Oxfam in the Pacific (OiP) activated the distribution of funds for 124 registered individuals from Suagi in North Guadalcanal and Malango in Central Guadalcanal that took part in a two-week long pilot period.
Beneficiaries who took part had access to supplies of their choice using their e-voucher cards across seven different vendors located around the Guadalcanal region and in Honiara, who are engaged in the pilot.
“This is unlike anything we’ve received before,” says Peter Manebosa of Suagi Community.
“[Usually] after a disaster, the things they bring to us are shared amongst the community and most of the time these are materials that we do not need,” Peter says.
“I’m really happy that I am taking part in this pilot, and I hope this response is used whenever we are hit by a cyclone.”
The current UBC Pilot targets the vulnerable population of Suagi and Malango inclusive of the elderly, people with disability, widows and widowers, and single mothers.
Vendors engaged in Honiara are wholesale supplies Ausmart, Health Food Pacific and Palm Clothing, while two retailer vendors are based in Guadalcanal, and three transport operators that can accept transportation fares with the e-voucher cards.
Discussions are still ongoing for the involvement of hardware suppliers.
The Unblocked Cash system is powered by Australian tech company Sempo and modelled after Oxfam Vanuatu’s award-winning UBC program that was used in the response to Tropical Cyclone Harold in 2020.
Vendors are provided smart phones with NFC (near-field communication) features and installed with the Sempo mobile app that can work offline.

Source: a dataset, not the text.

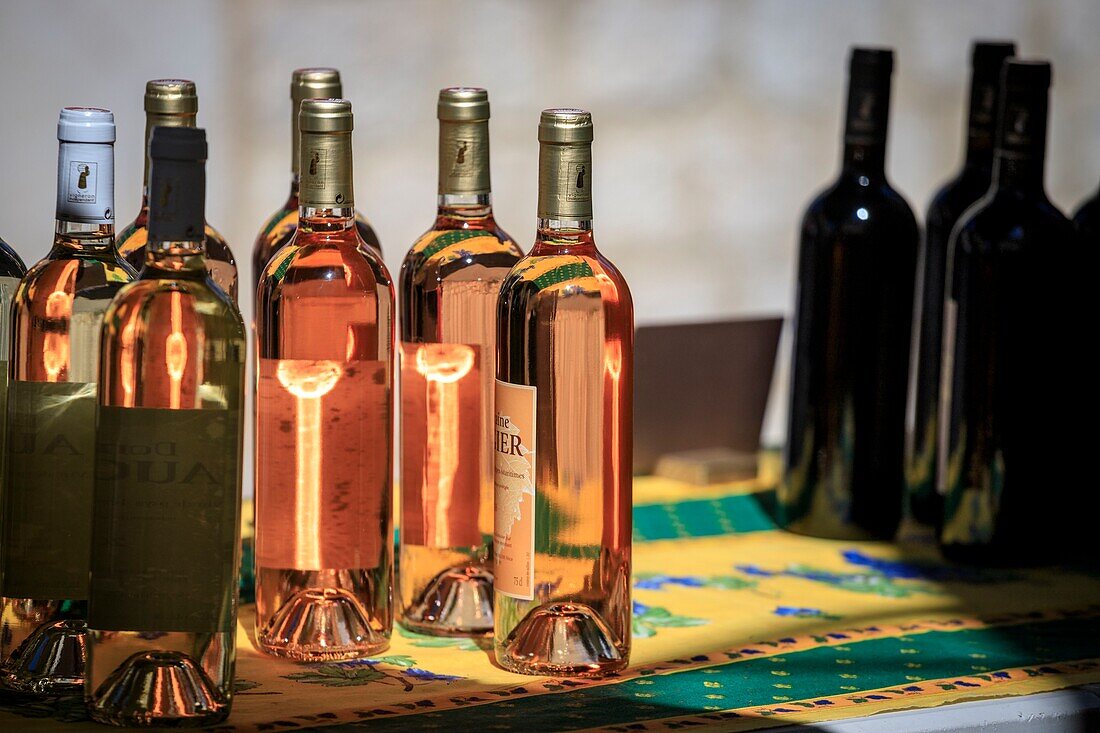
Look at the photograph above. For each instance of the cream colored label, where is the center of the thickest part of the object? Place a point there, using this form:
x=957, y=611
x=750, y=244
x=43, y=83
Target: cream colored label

A simple tap on the phone “tap-and-pay” by an e-voucher card automatically transacts a desired purchase.
Vendors can range from wholesale suppliers to retailers, clothing shops, vegetable and food providers, and transport operators.

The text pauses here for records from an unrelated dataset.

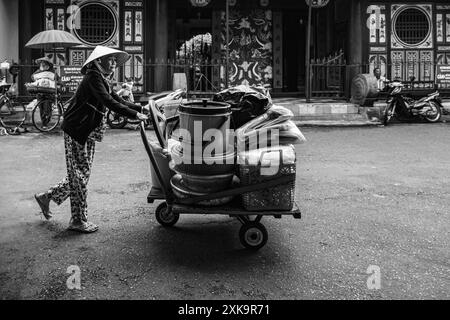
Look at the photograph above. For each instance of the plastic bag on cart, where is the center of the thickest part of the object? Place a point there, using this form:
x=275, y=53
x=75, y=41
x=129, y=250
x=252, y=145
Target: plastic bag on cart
x=246, y=102
x=267, y=130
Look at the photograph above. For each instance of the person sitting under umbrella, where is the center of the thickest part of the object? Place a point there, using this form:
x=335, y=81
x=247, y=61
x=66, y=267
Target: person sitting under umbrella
x=45, y=77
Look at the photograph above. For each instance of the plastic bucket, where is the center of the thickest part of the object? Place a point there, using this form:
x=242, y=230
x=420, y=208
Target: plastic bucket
x=199, y=117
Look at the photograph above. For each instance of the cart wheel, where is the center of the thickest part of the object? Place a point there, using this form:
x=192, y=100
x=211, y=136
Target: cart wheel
x=164, y=217
x=253, y=235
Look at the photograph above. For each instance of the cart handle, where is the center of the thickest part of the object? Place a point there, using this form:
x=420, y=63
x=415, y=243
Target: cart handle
x=153, y=161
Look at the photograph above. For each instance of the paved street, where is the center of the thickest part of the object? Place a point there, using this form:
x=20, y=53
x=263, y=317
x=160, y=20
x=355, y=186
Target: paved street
x=375, y=197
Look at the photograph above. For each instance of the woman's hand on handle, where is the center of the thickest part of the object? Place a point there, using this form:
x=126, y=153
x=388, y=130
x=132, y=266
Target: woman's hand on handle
x=141, y=116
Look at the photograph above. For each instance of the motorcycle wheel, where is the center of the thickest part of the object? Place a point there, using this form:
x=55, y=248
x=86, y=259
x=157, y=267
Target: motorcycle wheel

The UBC went live after months of preparations based on market surveys carried out since 2019 in Western, Malaita and Guadalcanal provinces.
The pilot is also supported by local stakeholders including the National Disaster Management Office, Central Bank of Solomon Islands, the Solomon Islands Cash Working Group, and major private sector suppliers.
“The UBC response gives beneficiaries or those affected by natural disasters, the power of choice to choose their required support based on their actual needs,” says Iris Parisuri, OiP’s Coordinator to the Cash & Voucher Assistance program in the Solomon Islands.
“There are of course challenges such as the need for a vendor to momentarily acquire internet connection to update their account standings and the logistics needed by beneficiaries to travel to vendors who are based in Honiara,” says Iris.
“Early on during the introduction of the UBC, it took a while for people to fully grasp how the systems works as it seemed a bit overwhelming – however as soon as we went live and transferred the funds to their accounts, the process played out smoothly.”
The Unblocked Cash Pilot Project in the Solomon Islands is part of OiP’s Cash & Voucher Assistance Programme and is funded by the Australian Government through the Australian Humanitarian Partnership (AHP) and the European Union.
Oxfam’s Unblocked Cash project in Vanuatu won the European Union 2020 Horizon Prize for Blockchain for Social Good in Aid category and was also selected the winner of the 2020 World Summit Awards in the Inclusion & Empowerment category.
According to the Vanuatu Business Resilience Council, research has shown that in emergencies, cash solutions can often meet people’s immediate needs more quickly and appropriately than the direct distribution of aid such as food supplies and shelter for example.